Ellerslie Sunrise Rotary member David Broadhead continues to do wonderful work co-ordinating the club's participation in this programme of collecting tools, equipment and machinery that is no longer being used here, and donating them to the schools and institutions in Fiji and elsewhere to help them educate and train young people to have productive lives.
 
Youth unemployment, together with limited support for rural livelihoods, has emerged for decades as a major intractable problem for Fiji and the Pacific Island countries.
 
People are increasingly moving to urban centres to find formal employment. However, jobs are limited and 60 percent of people in full-time formal employment are earning wages below the poverty line. Rural areas, despite outmigration, continue to be the home for half of Fiji's population. Fiji's key exports are rural based, providing the greatest potential for future development and prosperity, particularly in the agriculture, forestry, fisheries and tourism sectors. 
 
The Tutu Rural Training Centre (Tutu) was established by the Society of Mary on Taveuni in 1969. The mission statement of the Centre is to provide a place/presence in which the people of Cakaudrove are empowered to become more autonomous and take charge of their lives in a rapidly changing world.
 
The Centre offers programs to prepare community members for rural self-employment. The courses now offered are the Young Farmers, Married Couples and Young Women's Course.
 
The Young Farmers Course (YFC) was first introduced in 1983, The aim is to help form and train young single men from the province of Cakaudrove to be autonomous, responsible and mature young adults, who are able to take control of their own lives and live productively as self-employed farmers on their own land.
 
The Tutu Rural Training Centre has had a major impact on the people of the province of Cakaudrove. Nearly 2,000 young people have completed the various courses on offer over the last 42 years. Most of the graduates from courses returned to productive lives, earning a livelihood from the farming of their own land. Students at the Tutu programme (usually a 4-year course) learn to and build their own house, make the furniture for it (here a bed), grow crops and budget.  They are paid for what they do, but their earnings are kept in separate savings accounts for each student until they are ready to leave, when they take their savings with them.

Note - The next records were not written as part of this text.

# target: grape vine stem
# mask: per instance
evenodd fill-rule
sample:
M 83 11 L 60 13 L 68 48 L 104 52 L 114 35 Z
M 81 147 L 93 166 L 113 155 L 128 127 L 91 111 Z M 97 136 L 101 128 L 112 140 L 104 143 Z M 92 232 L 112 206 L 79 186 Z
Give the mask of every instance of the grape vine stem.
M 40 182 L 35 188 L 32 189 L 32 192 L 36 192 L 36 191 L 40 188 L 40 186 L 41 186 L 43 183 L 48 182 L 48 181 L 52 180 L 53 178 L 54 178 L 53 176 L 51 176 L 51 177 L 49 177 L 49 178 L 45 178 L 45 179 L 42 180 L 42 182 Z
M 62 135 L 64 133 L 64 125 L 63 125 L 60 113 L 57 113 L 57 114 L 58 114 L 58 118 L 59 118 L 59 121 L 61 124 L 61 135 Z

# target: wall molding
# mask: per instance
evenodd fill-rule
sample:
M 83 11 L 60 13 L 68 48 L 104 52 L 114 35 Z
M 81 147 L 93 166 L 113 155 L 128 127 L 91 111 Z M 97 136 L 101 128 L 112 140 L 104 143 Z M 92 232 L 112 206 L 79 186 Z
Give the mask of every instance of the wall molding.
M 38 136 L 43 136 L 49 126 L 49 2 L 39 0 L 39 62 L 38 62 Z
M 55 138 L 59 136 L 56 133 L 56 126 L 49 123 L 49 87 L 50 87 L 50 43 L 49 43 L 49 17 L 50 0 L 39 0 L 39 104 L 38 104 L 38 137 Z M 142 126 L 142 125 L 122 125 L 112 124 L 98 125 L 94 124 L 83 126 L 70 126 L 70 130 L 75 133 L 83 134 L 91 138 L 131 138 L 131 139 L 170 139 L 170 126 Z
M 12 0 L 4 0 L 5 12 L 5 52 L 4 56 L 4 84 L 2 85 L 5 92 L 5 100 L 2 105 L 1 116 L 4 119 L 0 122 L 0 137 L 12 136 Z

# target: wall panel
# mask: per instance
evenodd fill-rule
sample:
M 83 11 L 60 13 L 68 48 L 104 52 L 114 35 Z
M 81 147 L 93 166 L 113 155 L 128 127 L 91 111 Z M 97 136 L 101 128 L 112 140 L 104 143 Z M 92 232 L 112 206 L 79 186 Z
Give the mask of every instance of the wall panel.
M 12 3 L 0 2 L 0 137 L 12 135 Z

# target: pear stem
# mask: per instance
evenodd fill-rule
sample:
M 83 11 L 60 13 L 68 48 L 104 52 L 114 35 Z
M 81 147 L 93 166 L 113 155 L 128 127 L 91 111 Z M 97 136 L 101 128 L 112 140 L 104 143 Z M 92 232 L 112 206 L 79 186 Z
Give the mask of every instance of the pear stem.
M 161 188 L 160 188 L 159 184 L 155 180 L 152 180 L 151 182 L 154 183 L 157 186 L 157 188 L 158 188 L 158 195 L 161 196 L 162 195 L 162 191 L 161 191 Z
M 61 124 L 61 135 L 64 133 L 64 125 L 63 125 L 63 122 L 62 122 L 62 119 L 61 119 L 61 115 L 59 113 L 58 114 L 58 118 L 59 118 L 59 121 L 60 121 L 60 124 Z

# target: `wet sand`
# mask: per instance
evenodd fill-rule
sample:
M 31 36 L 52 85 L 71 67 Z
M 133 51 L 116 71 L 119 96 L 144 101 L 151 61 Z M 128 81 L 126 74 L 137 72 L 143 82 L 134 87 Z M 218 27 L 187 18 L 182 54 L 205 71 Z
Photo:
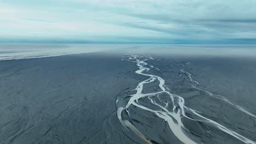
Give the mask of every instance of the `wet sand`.
M 0 62 L 0 143 L 255 143 L 255 59 L 125 53 Z

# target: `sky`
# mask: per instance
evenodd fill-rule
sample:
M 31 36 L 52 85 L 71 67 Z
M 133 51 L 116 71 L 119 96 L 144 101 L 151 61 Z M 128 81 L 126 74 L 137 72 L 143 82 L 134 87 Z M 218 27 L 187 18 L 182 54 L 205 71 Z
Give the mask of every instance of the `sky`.
M 256 0 L 0 0 L 0 42 L 256 44 Z

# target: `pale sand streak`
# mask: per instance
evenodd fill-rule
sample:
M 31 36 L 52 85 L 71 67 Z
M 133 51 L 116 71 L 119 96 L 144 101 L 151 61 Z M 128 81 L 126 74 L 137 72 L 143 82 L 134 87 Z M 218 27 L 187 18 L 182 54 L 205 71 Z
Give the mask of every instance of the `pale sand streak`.
M 146 59 L 142 61 L 139 59 L 137 59 L 138 57 L 141 58 L 142 57 L 132 55 L 128 59 L 125 60 L 129 62 L 136 63 L 137 65 L 139 68 L 139 69 L 136 71 L 136 73 L 140 75 L 149 76 L 150 78 L 139 83 L 136 88 L 135 89 L 135 91 L 136 91 L 136 93 L 130 95 L 131 97 L 130 99 L 129 99 L 125 107 L 118 107 L 118 117 L 121 123 L 126 129 L 129 128 L 133 132 L 134 132 L 136 134 L 137 134 L 138 136 L 139 136 L 140 137 L 142 137 L 142 139 L 143 139 L 147 143 L 152 143 L 151 142 L 148 140 L 149 139 L 148 137 L 146 137 L 139 130 L 138 130 L 133 125 L 132 125 L 132 124 L 131 122 L 130 122 L 127 120 L 123 120 L 122 118 L 122 112 L 124 110 L 126 110 L 126 111 L 127 112 L 130 116 L 129 108 L 131 105 L 133 105 L 143 110 L 150 111 L 154 113 L 155 115 L 158 116 L 159 118 L 161 118 L 165 119 L 168 123 L 170 128 L 173 131 L 175 136 L 179 140 L 181 140 L 182 142 L 185 144 L 196 144 L 196 143 L 194 142 L 193 140 L 191 140 L 191 139 L 187 135 L 187 133 L 184 132 L 184 131 L 186 130 L 188 131 L 187 129 L 187 128 L 184 127 L 182 121 L 182 118 L 184 117 L 194 121 L 204 122 L 208 124 L 210 124 L 218 128 L 223 131 L 234 136 L 234 137 L 236 137 L 236 139 L 241 140 L 241 141 L 244 142 L 246 143 L 256 144 L 256 142 L 242 135 L 240 135 L 240 134 L 237 134 L 235 131 L 229 130 L 229 129 L 225 128 L 224 126 L 212 120 L 211 120 L 208 118 L 203 117 L 203 116 L 199 114 L 200 112 L 185 106 L 184 105 L 184 100 L 182 97 L 177 95 L 171 94 L 168 91 L 166 91 L 164 86 L 165 80 L 163 80 L 161 77 L 153 75 L 146 74 L 143 73 L 143 72 L 147 71 L 149 70 L 149 68 L 144 67 L 148 64 L 146 62 L 145 62 L 145 61 L 147 61 L 148 59 Z M 146 58 L 148 58 L 148 57 L 146 57 Z M 153 58 L 150 59 L 154 59 Z M 189 75 L 191 81 L 195 82 L 191 78 L 191 75 L 189 74 Z M 157 92 L 153 93 L 142 93 L 142 92 L 143 90 L 143 85 L 145 83 L 148 83 L 153 82 L 156 80 L 158 80 L 158 82 L 159 82 L 159 86 L 161 88 L 162 91 Z M 168 88 L 167 89 L 168 90 Z M 165 107 L 163 107 L 161 105 L 157 104 L 155 101 L 154 101 L 153 99 L 151 99 L 152 97 L 154 96 L 158 97 L 158 98 L 159 99 L 159 97 L 158 97 L 159 95 L 163 93 L 168 95 L 168 97 L 171 98 L 172 100 L 171 102 L 172 103 L 173 106 L 172 111 L 169 111 L 166 108 L 166 105 L 168 105 L 169 103 L 165 103 L 166 106 Z M 161 110 L 153 110 L 144 106 L 139 104 L 138 103 L 138 100 L 140 98 L 145 97 L 147 97 L 148 98 L 149 98 L 152 104 L 159 106 L 160 108 L 161 108 Z M 175 103 L 174 99 L 178 99 L 178 103 Z M 159 100 L 161 101 L 161 100 L 160 99 Z M 176 109 L 177 110 L 176 112 L 175 112 L 174 111 L 174 110 Z M 197 119 L 187 117 L 185 114 L 184 109 L 190 111 L 195 115 L 200 117 L 201 119 Z M 173 118 L 176 120 L 175 122 L 173 121 Z M 202 120 L 202 119 L 203 120 Z
M 190 62 L 189 62 L 189 63 L 187 63 L 185 64 L 185 65 L 188 65 L 189 64 L 190 64 L 191 63 Z M 188 74 L 188 77 L 189 78 L 190 80 L 191 81 L 191 82 L 195 82 L 196 83 L 197 85 L 199 85 L 199 82 L 198 82 L 197 81 L 195 81 L 194 80 L 192 77 L 191 77 L 191 74 L 189 73 L 187 71 L 184 71 L 184 70 L 181 70 L 182 72 L 184 73 L 185 73 L 187 74 Z M 253 117 L 255 117 L 256 118 L 256 115 L 253 113 L 252 112 L 249 112 L 247 110 L 246 110 L 246 109 L 245 109 L 243 107 L 242 107 L 240 106 L 238 106 L 235 104 L 233 104 L 232 103 L 231 103 L 229 100 L 228 100 L 227 99 L 226 99 L 226 98 L 225 98 L 224 97 L 222 96 L 222 95 L 218 95 L 218 94 L 213 94 L 212 93 L 210 92 L 208 92 L 208 91 L 207 91 L 206 90 L 204 90 L 204 89 L 201 89 L 201 88 L 199 88 L 198 87 L 197 87 L 196 86 L 194 86 L 194 85 L 192 85 L 192 87 L 196 89 L 198 89 L 199 91 L 203 91 L 203 92 L 205 92 L 207 93 L 208 93 L 210 95 L 211 95 L 211 97 L 213 97 L 214 98 L 216 98 L 217 99 L 220 99 L 222 100 L 223 100 L 224 101 L 225 101 L 226 103 L 235 106 L 236 109 L 238 109 L 239 110 L 246 113 L 246 114 L 247 115 L 249 115 Z

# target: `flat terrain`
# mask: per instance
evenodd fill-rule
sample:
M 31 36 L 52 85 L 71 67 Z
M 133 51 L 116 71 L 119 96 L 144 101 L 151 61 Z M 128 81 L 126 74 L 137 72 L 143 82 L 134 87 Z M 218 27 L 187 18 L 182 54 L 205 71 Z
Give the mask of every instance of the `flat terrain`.
M 127 96 L 149 78 L 135 73 L 138 63 L 121 61 L 129 58 L 124 54 L 102 52 L 0 61 L 0 143 L 144 143 L 148 139 L 152 143 L 183 143 L 164 119 L 138 106 L 129 108 L 130 117 L 124 111 L 121 118 L 147 140 L 121 124 L 117 108 L 126 105 L 131 98 Z M 256 141 L 256 59 L 171 55 L 152 58 L 145 61 L 143 67 L 149 70 L 142 73 L 153 79 L 162 78 L 166 89 L 183 98 L 187 107 Z M 136 58 L 142 62 L 145 58 Z M 162 91 L 159 82 L 145 83 L 142 93 Z M 152 100 L 171 105 L 165 94 Z M 159 110 L 148 98 L 138 104 Z M 177 105 L 173 113 L 181 106 Z M 191 110 L 185 112 L 194 120 L 181 118 L 187 129 L 183 132 L 197 143 L 247 141 L 206 122 Z

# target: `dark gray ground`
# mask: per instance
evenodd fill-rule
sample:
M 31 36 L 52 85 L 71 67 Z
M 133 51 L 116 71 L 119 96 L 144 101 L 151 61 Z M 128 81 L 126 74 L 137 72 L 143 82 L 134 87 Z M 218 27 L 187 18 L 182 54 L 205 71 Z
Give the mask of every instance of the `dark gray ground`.
M 121 75 L 137 68 L 121 56 L 0 62 L 0 143 L 141 142 L 116 117 L 117 95 L 140 80 Z
M 116 116 L 116 97 L 147 78 L 122 56 L 102 52 L 0 62 L 0 143 L 144 143 Z M 149 63 L 161 71 L 148 73 L 165 79 L 188 106 L 256 141 L 255 118 L 193 89 L 180 71 L 191 62 L 185 69 L 200 88 L 256 112 L 255 59 L 158 57 Z M 153 87 L 146 92 L 157 91 Z M 181 143 L 162 120 L 134 109 L 144 115 L 133 115 L 134 124 L 148 136 L 160 143 Z M 155 130 L 147 130 L 142 122 Z M 214 128 L 207 128 L 217 134 L 208 135 L 197 126 L 189 127 L 205 143 L 244 143 Z

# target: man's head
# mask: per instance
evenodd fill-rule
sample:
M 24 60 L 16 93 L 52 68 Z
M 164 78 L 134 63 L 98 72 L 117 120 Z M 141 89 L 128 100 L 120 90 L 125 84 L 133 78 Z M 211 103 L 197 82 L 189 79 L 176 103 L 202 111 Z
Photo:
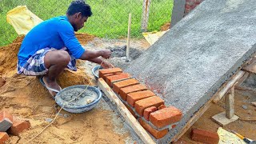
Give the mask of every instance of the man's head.
M 90 6 L 83 0 L 73 1 L 66 11 L 66 15 L 74 31 L 82 29 L 87 18 L 92 14 Z

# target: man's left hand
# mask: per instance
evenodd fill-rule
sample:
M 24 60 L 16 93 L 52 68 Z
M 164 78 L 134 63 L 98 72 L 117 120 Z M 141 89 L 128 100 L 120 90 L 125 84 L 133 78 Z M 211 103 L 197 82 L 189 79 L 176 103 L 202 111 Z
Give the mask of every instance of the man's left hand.
M 104 61 L 101 65 L 104 69 L 114 68 L 114 66 L 109 62 Z

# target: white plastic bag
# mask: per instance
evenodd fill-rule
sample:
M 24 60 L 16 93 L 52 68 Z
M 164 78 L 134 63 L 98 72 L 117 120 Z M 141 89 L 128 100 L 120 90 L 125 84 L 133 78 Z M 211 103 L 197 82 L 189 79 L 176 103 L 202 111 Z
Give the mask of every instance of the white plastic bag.
M 6 20 L 19 35 L 26 34 L 33 27 L 42 22 L 41 18 L 29 10 L 26 6 L 18 6 L 8 11 Z

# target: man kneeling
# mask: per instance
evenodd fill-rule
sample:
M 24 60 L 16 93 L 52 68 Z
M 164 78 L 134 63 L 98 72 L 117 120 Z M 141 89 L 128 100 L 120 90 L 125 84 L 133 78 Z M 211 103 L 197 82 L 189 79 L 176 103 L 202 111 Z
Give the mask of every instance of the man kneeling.
M 25 37 L 18 54 L 18 74 L 42 75 L 41 82 L 52 96 L 61 90 L 56 78 L 66 67 L 77 70 L 75 60 L 88 60 L 104 68 L 113 66 L 108 50 L 90 51 L 82 48 L 74 31 L 84 26 L 92 15 L 90 6 L 82 0 L 73 1 L 66 15 L 50 18 L 33 28 Z

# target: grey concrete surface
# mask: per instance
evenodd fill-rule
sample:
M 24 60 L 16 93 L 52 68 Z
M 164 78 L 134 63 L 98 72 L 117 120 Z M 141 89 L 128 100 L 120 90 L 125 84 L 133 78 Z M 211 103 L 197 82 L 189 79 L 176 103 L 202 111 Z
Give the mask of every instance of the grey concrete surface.
M 170 27 L 173 27 L 184 17 L 186 0 L 174 0 L 171 14 Z
M 125 70 L 182 110 L 170 142 L 256 50 L 255 0 L 206 0 Z

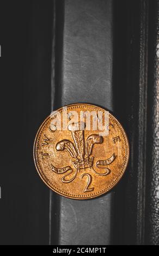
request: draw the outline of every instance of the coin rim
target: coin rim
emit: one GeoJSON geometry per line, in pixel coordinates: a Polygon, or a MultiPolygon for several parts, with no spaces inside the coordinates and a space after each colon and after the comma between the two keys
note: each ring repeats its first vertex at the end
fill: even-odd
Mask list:
{"type": "MultiPolygon", "coordinates": [[[[69,105],[65,105],[65,106],[58,108],[58,109],[54,111],[54,112],[56,112],[57,111],[60,111],[63,109],[63,107],[72,107],[72,106],[79,106],[79,105],[81,105],[81,105],[87,105],[87,106],[88,106],[95,107],[97,107],[98,108],[101,108],[103,111],[108,111],[107,109],[106,109],[106,108],[104,108],[103,107],[101,107],[101,106],[99,106],[94,105],[92,105],[92,104],[89,104],[89,103],[73,103],[73,104],[69,104],[69,105]]],[[[35,140],[34,140],[34,147],[33,147],[33,157],[34,157],[34,163],[35,163],[35,167],[36,167],[36,170],[37,170],[39,175],[40,175],[40,177],[41,178],[42,180],[44,182],[44,183],[50,189],[51,189],[51,190],[52,190],[53,192],[54,192],[56,193],[57,193],[58,194],[59,194],[60,196],[62,196],[63,197],[65,197],[67,198],[71,198],[71,199],[77,199],[77,200],[86,200],[86,199],[93,199],[93,198],[96,198],[96,197],[100,197],[100,196],[102,196],[102,194],[106,194],[106,193],[108,193],[108,192],[110,191],[110,190],[113,189],[114,186],[116,186],[116,185],[118,183],[119,181],[120,181],[120,180],[121,180],[121,179],[123,176],[123,175],[124,175],[124,174],[125,172],[126,169],[127,167],[127,164],[128,164],[128,162],[129,162],[129,157],[130,157],[130,145],[129,145],[129,143],[127,134],[126,134],[124,129],[123,128],[123,126],[121,125],[121,124],[115,118],[115,117],[111,113],[109,112],[109,114],[111,114],[113,117],[113,118],[115,119],[115,120],[117,121],[118,124],[119,125],[120,128],[121,129],[121,130],[123,130],[122,131],[123,131],[123,133],[125,135],[126,141],[126,142],[127,142],[127,143],[126,143],[126,144],[127,144],[127,159],[126,160],[125,167],[123,168],[123,172],[120,174],[120,176],[119,176],[119,178],[117,180],[117,181],[115,181],[114,182],[114,183],[113,183],[113,184],[112,186],[110,186],[109,188],[107,188],[107,190],[106,191],[103,191],[103,192],[100,193],[98,194],[95,194],[94,196],[90,196],[90,197],[74,197],[74,196],[68,196],[68,195],[64,194],[62,193],[60,193],[59,191],[57,191],[55,188],[53,188],[52,187],[51,187],[51,185],[50,185],[48,183],[47,183],[47,181],[44,179],[44,178],[43,177],[42,174],[41,173],[40,171],[39,170],[39,168],[38,168],[38,163],[36,162],[36,154],[35,145],[36,145],[37,138],[38,138],[39,133],[39,132],[41,130],[41,129],[43,126],[44,124],[47,120],[47,119],[50,118],[50,117],[51,116],[51,114],[50,115],[48,115],[46,118],[45,118],[44,121],[42,122],[42,123],[40,125],[40,126],[39,129],[38,129],[38,132],[36,132],[36,134],[35,138],[35,140]]]]}

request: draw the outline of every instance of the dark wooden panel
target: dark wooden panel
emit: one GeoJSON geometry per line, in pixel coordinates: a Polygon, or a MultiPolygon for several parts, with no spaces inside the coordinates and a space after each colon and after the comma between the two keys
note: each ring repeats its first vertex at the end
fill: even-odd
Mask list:
{"type": "Polygon", "coordinates": [[[35,170],[33,146],[50,111],[52,1],[3,1],[0,23],[0,243],[47,244],[49,191],[35,170]]]}
{"type": "MultiPolygon", "coordinates": [[[[55,71],[59,76],[55,73],[54,108],[83,102],[112,111],[113,1],[66,0],[62,4],[62,1],[56,3],[60,19],[56,19],[55,49],[59,57],[55,59],[55,71]]],[[[55,217],[58,230],[52,242],[110,243],[113,192],[84,201],[55,197],[59,210],[58,219],[55,217]]],[[[53,214],[52,217],[54,223],[53,214]]]]}

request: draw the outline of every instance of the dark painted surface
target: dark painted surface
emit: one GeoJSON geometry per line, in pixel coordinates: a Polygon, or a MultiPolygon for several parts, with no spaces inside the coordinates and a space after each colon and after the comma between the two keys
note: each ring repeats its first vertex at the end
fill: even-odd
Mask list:
{"type": "Polygon", "coordinates": [[[8,3],[0,15],[0,244],[159,244],[158,1],[8,3]],[[50,192],[32,154],[51,110],[78,101],[113,111],[130,142],[120,183],[84,202],[50,192]]]}
{"type": "MultiPolygon", "coordinates": [[[[57,95],[62,106],[89,102],[112,111],[112,1],[67,0],[60,8],[62,68],[55,105],[57,95]]],[[[113,193],[84,201],[58,196],[59,243],[109,244],[113,193]]]]}
{"type": "Polygon", "coordinates": [[[50,111],[52,1],[1,2],[0,23],[0,243],[48,244],[49,191],[33,146],[50,111]]]}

The recent donation by the Nicholas family of their father's entire workshop (see above photos) has been donated by the club to the Tutu Centre, to help with the work that it does. Above is a picture of the workshop before it was packed away and sent by container to the Rotary Club of Taveuni via Ian Jenner's freight forwarding business.
 
The largest, and most valuable item is a large metalworking lathe, seen here being put into the container, but also included in the container were workbenches, a compressor, drill press and grinders, plus dozens of hand tools, and workshop equipment and materials.
 
Article comes from the Ellerslie Sunrise Rotary Bulletin.